5 Families of discrete distributions

The goal of this lesson is getting acquainted with important families of discrete distributions and to get familiar with distributional calculus. Discretet probability distributions will be presented through distribution functions and mostly probability mass functions.

In this lesson, universe $\Omega$$ is a subset of $\mathbb{N}^d$, it is finite or countable, the straightforward $\sigma$-algebra to work with is the powerset $2^\Omega$.

5.1 Bernoulli and Binomial

Definition 5.1 A Bernoulli distribution is a probability distribution $P$ on $\Omega=\{0,1 \}$. The parameter of $P$ is $P\{1\} \in [0,1]$.

A Bernoulli distribution is completely defined by its parameter.

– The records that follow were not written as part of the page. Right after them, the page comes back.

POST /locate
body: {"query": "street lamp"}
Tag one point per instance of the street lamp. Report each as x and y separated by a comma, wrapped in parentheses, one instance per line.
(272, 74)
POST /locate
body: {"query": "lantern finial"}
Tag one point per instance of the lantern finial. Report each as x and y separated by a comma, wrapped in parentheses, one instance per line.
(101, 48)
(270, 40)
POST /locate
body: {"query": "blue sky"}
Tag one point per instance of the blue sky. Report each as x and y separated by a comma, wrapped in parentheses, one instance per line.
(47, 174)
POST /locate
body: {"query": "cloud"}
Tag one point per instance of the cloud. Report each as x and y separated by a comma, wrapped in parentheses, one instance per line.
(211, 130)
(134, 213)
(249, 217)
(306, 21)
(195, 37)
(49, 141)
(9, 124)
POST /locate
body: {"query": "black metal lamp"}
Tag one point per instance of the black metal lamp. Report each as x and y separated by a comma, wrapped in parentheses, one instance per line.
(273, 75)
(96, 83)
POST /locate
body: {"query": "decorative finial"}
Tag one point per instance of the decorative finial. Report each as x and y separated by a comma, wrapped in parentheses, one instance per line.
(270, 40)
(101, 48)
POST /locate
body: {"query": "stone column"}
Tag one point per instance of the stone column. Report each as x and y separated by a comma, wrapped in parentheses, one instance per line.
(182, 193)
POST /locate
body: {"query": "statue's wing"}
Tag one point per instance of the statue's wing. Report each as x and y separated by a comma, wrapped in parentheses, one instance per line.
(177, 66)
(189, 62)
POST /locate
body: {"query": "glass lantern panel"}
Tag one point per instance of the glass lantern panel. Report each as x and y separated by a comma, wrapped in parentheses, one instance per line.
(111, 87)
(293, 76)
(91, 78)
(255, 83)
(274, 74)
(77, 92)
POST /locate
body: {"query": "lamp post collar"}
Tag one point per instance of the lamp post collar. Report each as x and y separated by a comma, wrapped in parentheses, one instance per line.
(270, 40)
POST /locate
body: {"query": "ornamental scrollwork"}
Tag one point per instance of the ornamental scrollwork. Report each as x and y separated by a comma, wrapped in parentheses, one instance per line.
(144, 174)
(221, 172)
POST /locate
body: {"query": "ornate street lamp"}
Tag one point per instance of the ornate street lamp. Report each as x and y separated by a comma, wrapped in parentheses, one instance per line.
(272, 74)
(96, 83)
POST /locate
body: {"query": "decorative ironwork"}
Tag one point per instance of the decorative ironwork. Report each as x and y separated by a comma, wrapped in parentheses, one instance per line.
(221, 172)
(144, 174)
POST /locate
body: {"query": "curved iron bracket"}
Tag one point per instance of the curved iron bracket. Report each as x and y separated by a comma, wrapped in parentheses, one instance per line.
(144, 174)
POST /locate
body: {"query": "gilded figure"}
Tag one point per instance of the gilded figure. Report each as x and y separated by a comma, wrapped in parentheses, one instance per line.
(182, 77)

The expectation of a Bernoulli distribution with parameter $p$ equals $p$.

Definition 5.2 (Binomial distribution) A binomial distribution with parameters $n \in \mathbb{N}, p \in [0,1]$ ($n$ is size and $p$ is success) is a probability distribution $P$ on $\Omega = \{0, 1, 2, \ldots, n\}$, defined by \[P\{k\} = \binom{n}{k} p^k (1-p)^k\]

The connexion between Bernoulli and Binomial distributions is obvious: a Bernoulli distribution is a Binomial distribution with size parameter equal to $1$. This connexion goes further: the sum of independent Bernoulli random variables with same success parameter is Binomial distributed.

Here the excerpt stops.